A scout arrives with news

>A scout arrives with news
>The enemy country is forming a pleasant railgun at the border

wat do?

ask the scout what is so pleasant about it?

Nothing, it can't be that bad.

Doesn't look pleasant at all.

>sage goes in all fields

>pleasant
I admire the craftsmanship before burning it all to the ground.

>Pleasant railgun
>My kingdom is built on misery and fear
>Sand and anxiety are our major exports
>There have been 43 heirs to the throne and they have all killed and exiled each other.

I let it fire.

Laugh at them for trying. They won't get past the second or third person before they fumble and kill the next one in line.

But user, it's a free action to smile.

But user, they can pass it down the line without having to roll any dice. It succeeds 100% of the time.

I'd say it's only fair to call for a roll when you're trying to pass an object at the speed of light, free action or no.

It travels down the line at the speed of light rules as written.

Then rules as written the last peasant makes an attack roll and throws the rod like 20 feet.

That's a peasant railgun.
We're talking about a pleasant railgun.

>I am the 44th heir to the throne of the kingdom of misery
>On the day of my ascension, two of my guards attempt to assassinate me
>Over the next 5 years, I have survived hundreds of attempts, each time gaining a new scar or disfigurement
>The days drag on and I am terribly miserable by this point
>Finally, war is declared against us
>I personally volunteer to lead the army, hoping I am killed in glorious battle somewhere other than the shithole I reign over
>Get killed by a drunkard moving at the speed of light before we even fully muster

Clarification:

Is it a railgun that fires the concept of pleasantness? If so, I commend my neighboring kingdom and send gifts.

Or is it an aesthetically pleasing railgun? If so, then I must have it for myself, and plan an attack to steal this master-crafted railgun!

>Scuse me ma'am
>If'n it ain't no bovver
>Could I leave a sonic boom as I pass by?

Send a congratulatory letter regarding their new high speed mail network, along with a copy of the Player's Handbook.

Complain on Veeky Forums about how OP conscripts are.
(*^_^)

What sort of ammunition does it fire? What would be appropriate for a pleasant railgun?

>Rolled up sunset landscape drawings
>Bundles of fresh laundry
>new pillows

I imagine it's those tiny mint chocolates hotels leave on your pillow

But what if you find those horrific?
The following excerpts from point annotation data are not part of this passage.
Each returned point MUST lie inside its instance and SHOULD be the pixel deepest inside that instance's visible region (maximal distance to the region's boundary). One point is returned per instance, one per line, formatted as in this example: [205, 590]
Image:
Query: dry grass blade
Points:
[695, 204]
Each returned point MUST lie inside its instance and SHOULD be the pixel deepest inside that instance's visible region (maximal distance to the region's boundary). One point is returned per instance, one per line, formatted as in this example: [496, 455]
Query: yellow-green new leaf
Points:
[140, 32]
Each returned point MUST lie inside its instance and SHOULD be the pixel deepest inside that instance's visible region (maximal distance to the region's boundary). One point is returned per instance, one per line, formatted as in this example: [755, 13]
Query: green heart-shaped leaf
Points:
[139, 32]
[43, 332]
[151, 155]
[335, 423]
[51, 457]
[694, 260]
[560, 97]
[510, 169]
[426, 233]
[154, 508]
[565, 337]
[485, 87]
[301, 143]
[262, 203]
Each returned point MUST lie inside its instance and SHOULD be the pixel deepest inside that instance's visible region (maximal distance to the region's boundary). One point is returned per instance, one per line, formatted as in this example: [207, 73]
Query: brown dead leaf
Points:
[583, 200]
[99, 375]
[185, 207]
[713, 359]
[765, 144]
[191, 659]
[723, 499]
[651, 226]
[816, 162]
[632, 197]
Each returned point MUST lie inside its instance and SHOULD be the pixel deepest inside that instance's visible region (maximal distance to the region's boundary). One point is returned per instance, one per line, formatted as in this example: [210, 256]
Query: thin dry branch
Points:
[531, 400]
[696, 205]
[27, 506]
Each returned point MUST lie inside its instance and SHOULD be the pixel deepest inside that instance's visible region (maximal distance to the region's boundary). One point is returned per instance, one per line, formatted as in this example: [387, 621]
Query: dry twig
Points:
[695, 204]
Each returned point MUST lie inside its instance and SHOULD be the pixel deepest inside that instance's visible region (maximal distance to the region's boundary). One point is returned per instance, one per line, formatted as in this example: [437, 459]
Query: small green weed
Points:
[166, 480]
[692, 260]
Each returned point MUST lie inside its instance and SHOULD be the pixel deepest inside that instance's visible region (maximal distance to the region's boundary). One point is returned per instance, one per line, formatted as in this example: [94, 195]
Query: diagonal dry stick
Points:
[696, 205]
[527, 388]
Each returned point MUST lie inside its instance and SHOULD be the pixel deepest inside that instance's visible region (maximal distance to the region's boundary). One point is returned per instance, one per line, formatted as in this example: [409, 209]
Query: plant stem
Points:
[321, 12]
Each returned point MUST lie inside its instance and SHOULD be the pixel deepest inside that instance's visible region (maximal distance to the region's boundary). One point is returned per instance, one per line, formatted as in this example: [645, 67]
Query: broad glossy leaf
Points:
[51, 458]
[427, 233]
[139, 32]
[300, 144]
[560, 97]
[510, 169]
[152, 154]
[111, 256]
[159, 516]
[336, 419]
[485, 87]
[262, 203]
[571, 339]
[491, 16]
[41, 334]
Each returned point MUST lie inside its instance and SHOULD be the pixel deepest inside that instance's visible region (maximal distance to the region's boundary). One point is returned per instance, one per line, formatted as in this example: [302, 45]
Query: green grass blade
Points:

Are you immune to the Pleasant Railgun then?

No. You are atomized by the unpleasant projectile moving at light speed.

>pleasant

and the rapid deceleration destroys the last peasant in a flash of logic

Bob Ross Paintings

The peasant railgun is probably the most flawed "Hack" of 3.x as it requires selective application of physics and game rules whereas most of the others (like the Locate City Bomb or Pun-Pun) just apply Game Rules in a hideously warped but at least consistent manner.
It does mean Bucket Brigades in D&D-verse are pretty awesome, though.

>pleasant railgun
A gun that goes choo choo and vents steam and then goes chugga chugga which elicits a feeling of nostalgia and implants memories of taking long train journeys to the countryside.

>pleasant railgun
>a wave of niceness so powerful everyone in your nation actually feels better and becomes more productive
I'd repay the favor.

Wow I didn't know IG players were so ass devastated that they would bring this up in unrelated threads. At this rate everyone will probably refuse to play against conscripts just because the people defending them, whether they're OP or not, are so fucking obnoxious about it.

Laugh and wonder who managed to talk that many peasants into trying something that has been proven not to work so many times it's an in-joke among even trainee sages.

I like that the OP spelling error has created more discussion than the actual 3rd ed hack.